|Hakonechloa 'All Gold', Alstroemeria, and Geranium Roseanne|
|Hakonechloa 'All Gold' in front of border with Melianthus major|
|View of back patio and pond sculpture with both pots of Hakonechloa 'All Gold'|
I have three extra large pots, 2 of which you can see in the pictures above, which I have placed at three corners of my back patio. Last year and the year before, I had planted these with Ensete ventricosum 'Maurelii', the dark red Abyssinian banana. I basically now treat these bananas as annuals, since they are not that expensive, they grow rapidly and they are a pain to winter over in my sunroom. I will describe my experience with them in some later post, but suffice it to say I love them and have grown them for many years. But this year, although I have one of those bananas elsewhere, I thought I would not plant them in these big pots because I wanted something more permanent there and also, I thought that something less vertical and more horizontal would look better.
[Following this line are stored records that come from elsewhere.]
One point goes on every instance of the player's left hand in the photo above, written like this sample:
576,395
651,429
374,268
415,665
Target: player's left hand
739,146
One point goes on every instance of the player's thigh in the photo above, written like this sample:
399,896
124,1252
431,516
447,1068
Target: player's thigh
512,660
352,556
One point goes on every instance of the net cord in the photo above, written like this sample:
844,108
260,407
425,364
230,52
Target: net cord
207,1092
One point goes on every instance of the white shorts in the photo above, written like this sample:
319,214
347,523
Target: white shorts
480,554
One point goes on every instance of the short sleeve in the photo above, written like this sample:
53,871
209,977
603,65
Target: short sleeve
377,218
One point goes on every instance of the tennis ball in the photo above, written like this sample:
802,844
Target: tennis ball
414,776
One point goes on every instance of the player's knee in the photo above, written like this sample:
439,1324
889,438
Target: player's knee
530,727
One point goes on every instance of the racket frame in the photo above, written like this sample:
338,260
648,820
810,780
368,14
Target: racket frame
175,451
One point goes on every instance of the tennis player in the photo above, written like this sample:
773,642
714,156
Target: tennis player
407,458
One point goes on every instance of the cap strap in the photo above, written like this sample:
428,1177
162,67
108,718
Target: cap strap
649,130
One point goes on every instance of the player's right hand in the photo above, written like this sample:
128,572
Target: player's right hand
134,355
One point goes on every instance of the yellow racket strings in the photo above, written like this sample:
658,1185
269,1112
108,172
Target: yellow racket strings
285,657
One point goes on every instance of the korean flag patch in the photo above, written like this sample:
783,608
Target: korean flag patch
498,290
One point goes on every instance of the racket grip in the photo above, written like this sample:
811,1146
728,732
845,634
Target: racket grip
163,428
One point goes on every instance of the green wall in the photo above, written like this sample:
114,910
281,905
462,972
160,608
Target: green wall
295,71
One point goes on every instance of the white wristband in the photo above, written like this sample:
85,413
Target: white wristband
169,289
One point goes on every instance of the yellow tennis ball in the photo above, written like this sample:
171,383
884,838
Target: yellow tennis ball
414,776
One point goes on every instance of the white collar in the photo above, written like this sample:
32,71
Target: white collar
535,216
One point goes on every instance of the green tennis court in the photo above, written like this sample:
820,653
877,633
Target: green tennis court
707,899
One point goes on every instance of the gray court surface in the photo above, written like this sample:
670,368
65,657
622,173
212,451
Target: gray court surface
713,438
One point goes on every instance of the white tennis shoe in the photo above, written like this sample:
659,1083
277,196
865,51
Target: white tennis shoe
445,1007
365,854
It occurred to me that Hakonechloa macra aureola would look good in those pots and could stay there permanently. These are big pots and so I thought I would need three nice gallon containers of the grass to fill each one. That meant I needed 9 pots of the grass because I had three of the big pots to fill. When I went to my local nursery I found that they had nice gallon containers of Hakonechloa 'All Gold', which is a relatively new introduction of Hakonechloa macra and it differs from auroela, which I have grown for many years, in that it is--you guessed it-- all gold, whereas aureola has some green in the leaf. This makes 'All Gold' a brighter presence in the garden. So I decided to use 'All Gold' in these pots and I think it has turned out very well! I like how these pots echo the chartruese of other nearby plants such as Robinia 'Frisia', and my pollarded golden catalpa.
You may ask why I don't plant these pots up like so many other people do with a variety of different plants. Well, that is just not my style. I almost never plant more than one kind of plant in a pot, and the reason I don't is that my entire garden is filled with a variety of plants and I wants my pots to be a place to rest the eye. Also, and probably more importantly, I simply don't have the time or energy to fuss over pots and it is much easier to just plant one kind of plant in a pot and be done with it.